Louis, le narrateur, est un homme-tronc, un corps que des circonstances qui ne nous seront que tardivement révélées ont réduit à l'essentiel: plus de bras, plus de jambes, plus de sexe... une tête, un tronc. À ce mot assez laid, Louis préfère celui de «buste», qui d'ailleurs pointe directement vers sa fonction sociale, la seule désormais possible: objet d'art, sculpture vivante achetée par un riche collectionneur.
Or il arrive que, en vertu de l'indiscutable principe qui fait que ce que l'on a acheté, on peut le louer, le collectionneur (patron? propriétaire?) accepte de monnayer la participation de son protégé à un de ces grands machins médiatiques à la mode. Il y rencontrera la jeune Lucile, quatre autres troncs, quelques marchands et l'ensemble de la presse mondiale par un tel colloque alertée.
Peut-on acheter, louer... vendre un être humain? Peut-on disposer de son corps comme d'un objet - fut-il d'art? La question est ouverte et, que l'on s'en persuade, on n'a pas fini d'en entendre parler.
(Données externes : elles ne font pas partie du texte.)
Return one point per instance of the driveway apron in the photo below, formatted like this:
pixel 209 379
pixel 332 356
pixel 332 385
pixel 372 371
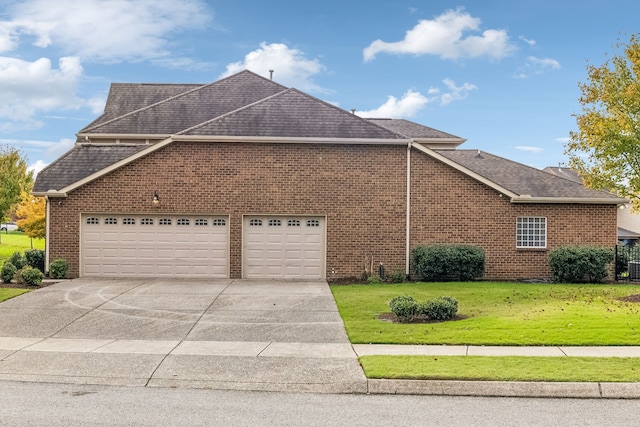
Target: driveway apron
pixel 222 334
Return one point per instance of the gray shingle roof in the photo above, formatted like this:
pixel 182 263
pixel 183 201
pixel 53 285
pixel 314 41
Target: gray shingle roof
pixel 187 109
pixel 411 129
pixel 521 179
pixel 292 113
pixel 80 162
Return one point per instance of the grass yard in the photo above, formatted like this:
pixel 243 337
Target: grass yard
pixel 479 368
pixel 497 314
pixel 16 241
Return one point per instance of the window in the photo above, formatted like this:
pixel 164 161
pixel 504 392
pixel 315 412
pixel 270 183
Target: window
pixel 531 232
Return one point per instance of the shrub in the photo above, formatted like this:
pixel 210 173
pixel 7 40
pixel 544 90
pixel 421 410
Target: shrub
pixel 29 276
pixel 448 262
pixel 398 276
pixel 580 264
pixel 35 258
pixel 440 308
pixel 18 260
pixel 404 307
pixel 8 271
pixel 58 269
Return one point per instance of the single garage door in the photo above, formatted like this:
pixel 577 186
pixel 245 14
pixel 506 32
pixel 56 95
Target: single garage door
pixel 154 246
pixel 283 247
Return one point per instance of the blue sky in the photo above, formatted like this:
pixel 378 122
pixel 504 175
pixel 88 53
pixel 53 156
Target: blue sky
pixel 503 74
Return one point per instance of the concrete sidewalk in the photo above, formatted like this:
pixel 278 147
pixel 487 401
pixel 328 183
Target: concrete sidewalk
pixel 229 334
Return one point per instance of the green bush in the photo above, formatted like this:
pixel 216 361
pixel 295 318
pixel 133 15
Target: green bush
pixel 438 263
pixel 580 264
pixel 35 258
pixel 8 271
pixel 29 276
pixel 440 308
pixel 398 276
pixel 58 269
pixel 404 307
pixel 18 259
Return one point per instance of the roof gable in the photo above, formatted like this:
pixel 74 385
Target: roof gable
pixel 292 114
pixel 187 109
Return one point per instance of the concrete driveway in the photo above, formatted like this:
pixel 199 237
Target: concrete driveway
pixel 224 334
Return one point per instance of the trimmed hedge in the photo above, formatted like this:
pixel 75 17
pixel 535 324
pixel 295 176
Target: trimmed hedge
pixel 580 264
pixel 442 263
Se gardant de tenir lui-même aucun des deux discours attendus ici, ni la vertueuse indignation éthique, ni le simple cynisme - avatar snob de la bêtise dirait Houellebecq -, Bernard Comment maintient son personnage à un assez haut degré d'ambiguïté, de sensibilité.
C'est par ce refus des positions tranchées et par une écriture sobre et retenue que ce qui aurait pu n'être qu'une fable grinçante et un brin artificielle devient un texte au caractère singulier, toujours à la fois pudique et dérangeant.